After saying, one last time, “I won’t sell” to the sleazy dog trader, the old shepherd, seen seating from the back, unties the dog from the fence that encloses the pasture, and starts walking with him toward the mountain at the horizon; bleating copiously, the dozens of sheep that are grazing the yellow herb follow them in clusters, until the man and the dog have disappeared at the end of the visual field; in the foreground, a lone ram tries to cross the fence to join the herd in the pasture, and finally succeeds. A reverse angle from faraway shows us the old man sitting, looking at the sky, the dog, still on a chain-leash, on the right. Interrupted by a brief POV shot of the blue sky where a couple of birds of prey are flying, the shot continues for another minute. The dog pants; the man lowers his gaze, looks at him, lights his pipe, looks again at the dog, then pensively at a point off-screen. Cut. The camera withdraws, and now frames them at a distance, from behind the fence; the sky, filled with white and greyish clouds, occupies almost one third of the screen. While the dog turns around him, the man puts away his pipe, puts his hat on and gets up. Pulling the dog, he approaches the fence, and passes the chain-leash over it. He then walks away, lifting the dog by the neck. The final shot starts on a close-up of the dog’s head, fighting while being strangled, and we hear his muffled sounds of agony; the camera pans to the right, following the chain-leash, till we see the old man pulling it with all his might; the sky fills nearly half the screen. The camera moves slightly forward, reframing the man to get a bit closer, his right hand, holding the chain, in the foreground; he has turned his head away; off screen, the harrowing sounds made by the dog. Finally the sounds stop; the man looks back, for a long time, and drops the chain. Then he turns away and starts walking, panting from the effort; the camera follows him; the man walks on and on. The screen turns dark…

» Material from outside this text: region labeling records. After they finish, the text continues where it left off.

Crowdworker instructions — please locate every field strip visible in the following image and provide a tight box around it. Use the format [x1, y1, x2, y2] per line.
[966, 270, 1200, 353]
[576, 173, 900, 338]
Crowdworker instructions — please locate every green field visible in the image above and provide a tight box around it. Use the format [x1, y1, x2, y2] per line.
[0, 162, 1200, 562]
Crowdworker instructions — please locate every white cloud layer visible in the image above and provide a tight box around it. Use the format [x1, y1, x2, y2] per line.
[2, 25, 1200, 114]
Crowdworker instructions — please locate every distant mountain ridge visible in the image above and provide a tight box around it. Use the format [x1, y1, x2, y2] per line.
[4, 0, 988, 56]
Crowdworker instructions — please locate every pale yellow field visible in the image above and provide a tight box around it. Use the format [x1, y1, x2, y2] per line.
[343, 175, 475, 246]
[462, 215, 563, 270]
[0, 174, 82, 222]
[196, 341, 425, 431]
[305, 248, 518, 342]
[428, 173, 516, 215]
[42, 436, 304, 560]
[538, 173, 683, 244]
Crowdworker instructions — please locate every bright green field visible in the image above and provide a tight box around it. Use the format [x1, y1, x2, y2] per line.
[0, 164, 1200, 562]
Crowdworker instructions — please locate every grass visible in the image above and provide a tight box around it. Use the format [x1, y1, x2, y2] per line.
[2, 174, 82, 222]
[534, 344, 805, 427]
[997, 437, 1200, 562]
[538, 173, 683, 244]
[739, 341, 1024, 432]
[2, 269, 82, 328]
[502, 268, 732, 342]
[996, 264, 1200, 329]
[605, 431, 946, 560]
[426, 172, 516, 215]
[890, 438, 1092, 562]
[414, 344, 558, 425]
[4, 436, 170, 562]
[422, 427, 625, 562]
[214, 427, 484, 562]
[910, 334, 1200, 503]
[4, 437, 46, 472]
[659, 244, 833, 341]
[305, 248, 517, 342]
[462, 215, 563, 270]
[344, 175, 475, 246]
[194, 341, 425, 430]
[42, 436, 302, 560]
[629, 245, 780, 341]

The remains of a life, made in Hong Kong

Invited to sit on the Dragons and Tigers jury, Ann Hui was also presenting her latest film, Tao Jie (A Simple Life), whose main actress, Deannie Yip, had just won the Coppa Volpi at the Venice Film Festival.(2) “Tao Jie” means “Elder Sister Peach”, which was the nickname given to the protagonist, Ah Tao, and it’s poetic justice that Yip won awards in the title role of a film in which she is paired with Andy Lau and works with Ann Hui. In her recent work, Hui has returned to her New Wave roots through small, insightful, intelligent movies exploring Hong Kong society and the Hong Kong psyche.(3) For it is only on its surface that the film is “simple”, while unfolding complex layers of meanings and being a paean to the resilience of the Hong Kong film and entertainment industry.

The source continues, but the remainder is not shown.